The reason to play Mario Williams at outside linebacker is he isn’t a defensive end in a 3-4. But he isn’t an outside linebacker either. Williams is a 4-3 defensive end. Or at least he used to be. And still should be.
The Texans’ switch to a 3-4 defense is puzzling on a number of levels, but it’s most puzzling because Williams is a 4-3 player. If the Texans, or any other 3-4 team were looking at Williams in the draft, they’d say he’s not a fit for our defense. Yet he unquestionably is one of the best players in the NFL. So why risk diminishing him?

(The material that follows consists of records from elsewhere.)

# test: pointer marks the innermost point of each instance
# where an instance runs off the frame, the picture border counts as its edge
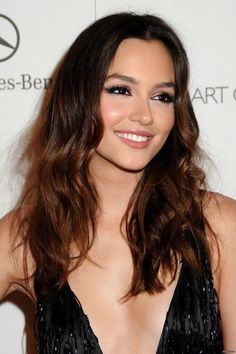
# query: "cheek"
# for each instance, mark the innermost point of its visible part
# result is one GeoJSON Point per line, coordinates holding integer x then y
{"type": "Point", "coordinates": [111, 112]}
{"type": "Point", "coordinates": [166, 123]}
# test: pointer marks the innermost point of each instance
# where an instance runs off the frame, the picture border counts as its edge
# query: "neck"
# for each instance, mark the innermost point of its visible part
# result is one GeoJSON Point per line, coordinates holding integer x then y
{"type": "Point", "coordinates": [114, 186]}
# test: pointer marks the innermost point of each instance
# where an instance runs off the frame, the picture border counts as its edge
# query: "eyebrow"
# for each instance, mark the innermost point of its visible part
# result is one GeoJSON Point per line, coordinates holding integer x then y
{"type": "Point", "coordinates": [134, 81]}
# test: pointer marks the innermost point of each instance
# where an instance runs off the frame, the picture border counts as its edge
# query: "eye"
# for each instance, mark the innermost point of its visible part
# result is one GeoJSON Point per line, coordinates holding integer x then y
{"type": "Point", "coordinates": [118, 90]}
{"type": "Point", "coordinates": [164, 97]}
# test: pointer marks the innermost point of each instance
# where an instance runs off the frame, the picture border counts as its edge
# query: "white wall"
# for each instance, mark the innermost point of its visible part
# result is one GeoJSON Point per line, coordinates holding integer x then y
{"type": "Point", "coordinates": [47, 28]}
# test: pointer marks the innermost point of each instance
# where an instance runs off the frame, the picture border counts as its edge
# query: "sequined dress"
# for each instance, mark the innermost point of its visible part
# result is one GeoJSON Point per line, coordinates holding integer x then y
{"type": "Point", "coordinates": [192, 322]}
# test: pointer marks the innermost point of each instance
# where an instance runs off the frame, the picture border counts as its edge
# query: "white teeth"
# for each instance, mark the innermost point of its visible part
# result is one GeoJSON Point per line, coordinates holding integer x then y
{"type": "Point", "coordinates": [133, 137]}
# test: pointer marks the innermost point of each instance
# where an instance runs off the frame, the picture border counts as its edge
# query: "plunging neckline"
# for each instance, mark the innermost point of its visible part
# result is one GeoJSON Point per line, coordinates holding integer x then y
{"type": "Point", "coordinates": [179, 281]}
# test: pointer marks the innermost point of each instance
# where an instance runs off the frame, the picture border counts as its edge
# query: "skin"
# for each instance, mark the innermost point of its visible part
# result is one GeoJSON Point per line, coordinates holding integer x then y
{"type": "Point", "coordinates": [135, 326]}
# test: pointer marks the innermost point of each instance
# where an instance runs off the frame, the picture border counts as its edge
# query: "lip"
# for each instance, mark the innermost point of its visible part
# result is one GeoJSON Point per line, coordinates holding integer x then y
{"type": "Point", "coordinates": [135, 144]}
{"type": "Point", "coordinates": [137, 132]}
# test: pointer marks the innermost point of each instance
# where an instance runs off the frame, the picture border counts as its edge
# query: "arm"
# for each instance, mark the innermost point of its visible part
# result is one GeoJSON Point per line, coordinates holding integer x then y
{"type": "Point", "coordinates": [221, 214]}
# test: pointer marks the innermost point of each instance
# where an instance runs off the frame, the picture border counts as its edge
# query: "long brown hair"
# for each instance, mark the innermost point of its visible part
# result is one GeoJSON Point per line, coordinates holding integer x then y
{"type": "Point", "coordinates": [59, 198]}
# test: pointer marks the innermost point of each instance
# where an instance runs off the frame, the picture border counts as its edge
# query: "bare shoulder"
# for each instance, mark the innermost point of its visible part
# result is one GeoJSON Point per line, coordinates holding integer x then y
{"type": "Point", "coordinates": [220, 212]}
{"type": "Point", "coordinates": [11, 255]}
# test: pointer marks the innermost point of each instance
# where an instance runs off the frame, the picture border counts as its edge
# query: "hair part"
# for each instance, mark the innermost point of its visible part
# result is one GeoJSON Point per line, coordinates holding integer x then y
{"type": "Point", "coordinates": [59, 196]}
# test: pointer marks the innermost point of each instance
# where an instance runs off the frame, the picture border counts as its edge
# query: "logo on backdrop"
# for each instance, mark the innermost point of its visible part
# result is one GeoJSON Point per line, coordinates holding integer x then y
{"type": "Point", "coordinates": [9, 38]}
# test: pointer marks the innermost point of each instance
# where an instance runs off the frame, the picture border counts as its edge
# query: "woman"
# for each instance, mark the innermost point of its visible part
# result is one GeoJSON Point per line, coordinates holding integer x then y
{"type": "Point", "coordinates": [115, 235]}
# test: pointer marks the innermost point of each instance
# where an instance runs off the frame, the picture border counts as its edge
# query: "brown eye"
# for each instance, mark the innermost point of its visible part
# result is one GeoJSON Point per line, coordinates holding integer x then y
{"type": "Point", "coordinates": [164, 98]}
{"type": "Point", "coordinates": [118, 90]}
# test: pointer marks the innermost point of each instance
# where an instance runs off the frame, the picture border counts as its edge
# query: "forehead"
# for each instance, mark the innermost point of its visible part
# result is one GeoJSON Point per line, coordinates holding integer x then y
{"type": "Point", "coordinates": [142, 56]}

And Williams isn’t the only player the Texas could either diminish or make obsolete by changing schemes. Middle linebacker DeMeco Ryans becomes an inside linebacker. Outside linebacker Brian Cushing, who was more effective outside than inside at Southern Cal, moves inside. Those position switches likely will make the Texans’ next best defenders less effective.
Then there are these linemen – Amobi Okoye, Antonio Smith, Shaun Cody, Earl Mitchell, Damione Lewis, Jarvis Green. There are some good players here, but not for a 3-4. There are scouts from 4-3 teams who are looking at these players and licking their chops, knowing some of them are going to be cut.
“I never would have screwed with a 3-4,” said one front office man who has been part of teams that have run both fronts. “They have a lot invested in 4-3 personnel, and it’s not set up to transition to a 3-4.”
In any defense, Williams probably still would be productive and problematical for opponents. He’s too good not to be. But the questions are can he be as effective at this scheme as he was in the previous one, and can the Texans defense be as effective?
I called Charley Casserly, the man who drafted Williams and Ryans, to ask him what he thought about all of this. “I have a lot of respect for Wade Phillips,” said Casserly, who now is an analyst for CBS Sports and NFL Network. “He has a good feel for talent and how to use it. However I think their best players are Mario Williams and DeMeco Ryans. Mario has been to the Pro Bowl as a 4-3 defensive end and DeMeco Ryans has been to the Pro Bowl as a middle linebacker. You’re asking both to play new positions. It would have made more sense to me to stay in a 4-3 defense.”
Williams told ace Texans reporter John McClain he played at 290 pounds last year. There is no prototype of an outside linebacker who weighed that much. The Texans have pointed to DeMarcus Ware as an outside linebacker Williams can be like. But Ware weighs about 30 pounds less.
“Ware is a rush guy,” Casserly said. “He rarely drops. Mario will be the same way. Ware is more athletic as a drop guy. He is a more fluid athlete. I didn’t think Mario would be very good in drops.”
The Texans’ new outside linebacker coach is Reggie Herring, who was Ware’s coach in Dallas and also was Williams’ defensive coordinator at North Carolina State. If anyone should understand how the players are similar or dissimilar, it is Herring.
The plan is for Williams to rush about 95 percent of the time, and Texans coach Gary Kubiak seems open to moving Williams back to defensive end if he fizzles at linebacker. But if Williams is playing linebacker, he is going to have to drop maybe eight snaps a game. Those eight snaps could easily turn wins into losses.
There is some precedent for players like Williams to be used as ends in 3-4 fronts. Bruce Smith and Richard Seymour would be the prototypes. Phillips’ original plan, before the team drafted J.J. Watt and Brooks Reed, was to keep Williams at end. But playing Williams at end in a three man front would be turning a great pass rusher into a run defender. How much sense does that make?
The advantage in making Williams a linebacker is there is a potential to create blocking mismatches. “They will walk him out of the slot,” said one offensive line coach who has prepared protection schemes against Williams many times. “They’ll try to get him matched up on backs, tight ends. But there are ways to keep a big guy on him. You fan them out.”
Offenses will try to force Williams to drop. The Texans will counter by moving him to the other side of the formation. But that will mean another linebacker, likely Reed, will have to drop and cover a tight end or back. That’s not an appealing option for the Texans either.
The great coaches adjust their systems to fit their talent. That’s what Phillips needs to do with a group of talented defenders who were acquired to fit another system.